I legit burst out laughing at the C solution (https://codegolf.stackexchange.com/a/28889). Definitely got me.


The Haskell one is not that spectacular if you understand that operators are just functions in that language:

    λ> let 2+2=5 in 2+2
    5
This simply defines a new local function that happens to be called "+". It's no different than something like this in JavaScript:

   let Math = { sqrt: (x) => 42 };
   console.log(Math.sqrt(16));


This reminds me of an SO user that was eventually banned because he (or possibly she, we will never know) had a hobby of writing fairly detailed questions that looked totally innocent on the surface but got strange once you started digging into them. Those that suffered through would eventually realize the whole thing was masterfully crafted to waste your time. There was once an excellent collection of these but I can't find it now and wish for the life of me I could.


The Ruby versions are a bit underwhelming, this is not 2+2=5 but much more underhanded:

https://youtube.com/watch?v=F3feRCr6S64

(recommend watching it by doing the four "tests" before going to the reveal)


Forth is probably cheating considering it has no restrictions when naming symbols.

  : 4 5 ;
  2 2 + .


Did you try this? This won't work.

What you did will make inputting a 4 yield a 5, but it won't change the behaviour of outputting a 4. (And it will only turn an input 4 into a 5 if your interpreter checks for words before checking for numbers which is not universally the case).


Try : + drop drop 5 ;


this is how javascript works


You don't even need C:

    ctypes.c_int.from_address(id(8)+24).value = 9


That works only on 64-bit systems. You need something like this instead of 24:

    ctypes.sizeof(ctypes.c_long) * 3


good thinking I definitely need this useful and widely used code to be legible and platform independent


Is there really anything unexpected here? I would have thought that it is obvious that when importing some library, that library will execute code already at import time. And that you can do strange things, esp when messing with the underlying C structures, should also be clear.

Even in C itself, you can do the same in shared libraries. It's a very important functionality that the library can run some init code when it is being loaded. And you can do all kinds of strange things, modifying some random memory.


The CPython source is really a bit of a joy to look through. The lowest level stuff is really tough, but generally it's all relatively straightforward.

Though with the specializing compiler work, some stuff is... less obvious.

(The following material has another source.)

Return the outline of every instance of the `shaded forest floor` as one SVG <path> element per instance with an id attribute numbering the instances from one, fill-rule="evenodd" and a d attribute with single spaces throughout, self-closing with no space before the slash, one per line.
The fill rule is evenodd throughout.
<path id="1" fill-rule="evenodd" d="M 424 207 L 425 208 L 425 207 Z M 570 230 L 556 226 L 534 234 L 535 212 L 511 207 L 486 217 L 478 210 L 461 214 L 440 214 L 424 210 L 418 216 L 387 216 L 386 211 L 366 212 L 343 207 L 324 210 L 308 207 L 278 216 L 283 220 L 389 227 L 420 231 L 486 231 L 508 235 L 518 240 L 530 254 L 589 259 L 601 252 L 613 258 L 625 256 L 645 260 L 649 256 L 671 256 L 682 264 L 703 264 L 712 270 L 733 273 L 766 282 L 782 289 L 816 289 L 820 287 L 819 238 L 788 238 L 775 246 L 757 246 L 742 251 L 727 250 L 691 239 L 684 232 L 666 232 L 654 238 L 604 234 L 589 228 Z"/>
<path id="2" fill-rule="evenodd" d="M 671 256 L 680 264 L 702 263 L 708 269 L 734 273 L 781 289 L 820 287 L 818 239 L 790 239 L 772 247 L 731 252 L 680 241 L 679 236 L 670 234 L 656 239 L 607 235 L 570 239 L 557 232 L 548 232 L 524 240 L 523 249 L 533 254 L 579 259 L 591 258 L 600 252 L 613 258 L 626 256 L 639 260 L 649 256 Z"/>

But I still generally find it straightforward when I want to know some detail about how the language works.


You get an hint that Python's import is not a simple "add name to scope" when importing a builtin package opens a web browser:

    import antigravity
As others have mentioned, every line of code not in a function/class gets executed when imported, except if guarded with an `if __name__ == '__main__':` (only true when executing the script with `python xxx.py`). A related catch: functions' default arguments are also evaluated when imported the first time.

Try creating `fun.py`:

    def evil():
        print("Gotcha")
        return 1
    
    def abc(x = evil()):
        print(x)
Now: `python fun.py` or `python -c "import fun"`


How is that different from what most dynamic languages does? I can't think of one where you wouldn't be able to do the same.


And this is why optimizing Python code is really hard. When at runtime you can change almost any aspect of the language it's virtually impossible to give a semantics for Python code beyond "run it and find out".


While optimizing Python code is indeed really hard, this is not a good example of why.

It uses implementation-specific details which are outside of the scope of anything to do with Python semantics.

It's roughly equivalent to:

  #include <stdio.h>

  int nine = 9;

  int main(void) {
    printf("nine = %d\n", nine);
    return 0;
  }

  /* in a library */
  __attribute__((constructor))
  static void sneaky(void) {
    int *n = (int *) &nine;
    *n = 8;
  }
Your hyperbole simply isn't true, as demonstrated by the many static code analysis tools for Python. They can't handle all cases, certainly, but they demonstrate it's mostly possible to give semantics for Python code without running it.


I dunno, the fact that integers are by (often mutable) references has to make it really difficult for optimization.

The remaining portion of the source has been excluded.